Elle écarte les bras à son tour. Son agitation n'est pas encore retombée. Les quelques photographes alentours continuent de se retenir de rire à la scène, mais c'est superflu, puisque les deux protagonistes de celle-ci ne leur prêtent toujours aucune attention.
— Les premières impressions sont importantes. Balance, l'oncle encourage Fred à sa manière.
Avec un grognement étouffé, elle jette un nouveau coup d'œil autour de la pièce avant de répondre :
— Er… C'est bordélique.
C'est le premier commentaire qui lui vient. La forme n'y est pas, mais le fond est sincère. Il règne un sacré bazar ici.
— Qu'est-ce qui te fait dire ça ? Sam l'incite à élaborer.
D'une part, il essaye de se montrer pédagogue, et de l'autre, il cherche à confirmer ses propres impressions.
— Le mec s'est fait poignarder par un couteau de cuisine dans son salon. Alors que tu viens de me dire que le tueur a eu le temps d'attendre qu'il rentre. Qui tue quelqu'un dans son salon avec un couteau de cuisine ? C'est débile.
Elle ne mâche pas ses mots, et il n'y a bien que dans ce contexte précis que c'est potentiellement appréciable.
— D'autant que le couteau n'appartient pas à la victime, ajoute Sam.
Il a eu le temps de vérifier que tous les ensembles de lames de la cuisine étaient complets avant l'arrivée de la jeune femme. La légère dissonance entre l'arme et le lieu du crime lui avait parue étrange aussi.
— C'est encore pire, alors. Le tueur a amené sa propre arme et a sciemment choisi de l'utiliser dans un endroit où elle ne passerait pas inaperçue ? Fred paraphrase, avec un froncement de nez embrouillé.
— Ça m'en a tout l'air, confirme le maître-chien en hochant la tête.
Ils s'entre-regardent enfin sans animosité, pour la première depuis qu'ils se sont retrouvés ici. Ils ne sont pas plus en mesure l'un que l'autre de discerner une raison particulière à une telle décision de la part d'un meurtrier. Sur le principe, quand on tue quelqu'un, on cherche plutôt à ne pas se faire remarquer que l'inverse.
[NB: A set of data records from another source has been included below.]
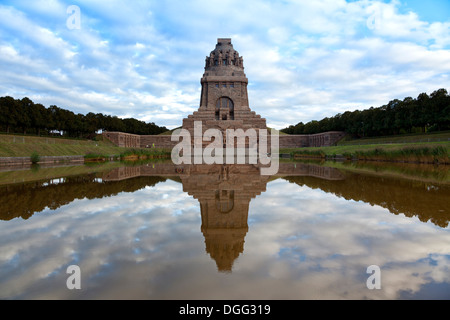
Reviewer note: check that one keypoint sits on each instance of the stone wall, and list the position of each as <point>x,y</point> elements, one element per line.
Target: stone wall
<point>159,141</point>
<point>325,139</point>
<point>164,141</point>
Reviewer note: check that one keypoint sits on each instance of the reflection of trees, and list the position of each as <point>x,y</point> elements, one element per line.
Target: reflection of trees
<point>26,199</point>
<point>427,201</point>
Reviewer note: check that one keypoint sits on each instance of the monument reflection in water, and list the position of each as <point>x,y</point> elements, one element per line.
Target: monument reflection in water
<point>224,193</point>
Et si on veut attirer l'attention sur son crime, alors on devrait vouloir faire en sorte que le message soit clair. Un assassin laisse une carte de visite sous une forme ou une autre, de la même manière qu'un gang signe la plupart du temps ses forfaits. Si ce meurtre est purement personnel, l'histoire qui se cache derrière promet d'être compliquée. Mais si c'était simple, on n'aurait pas besoin d'eux, après tout.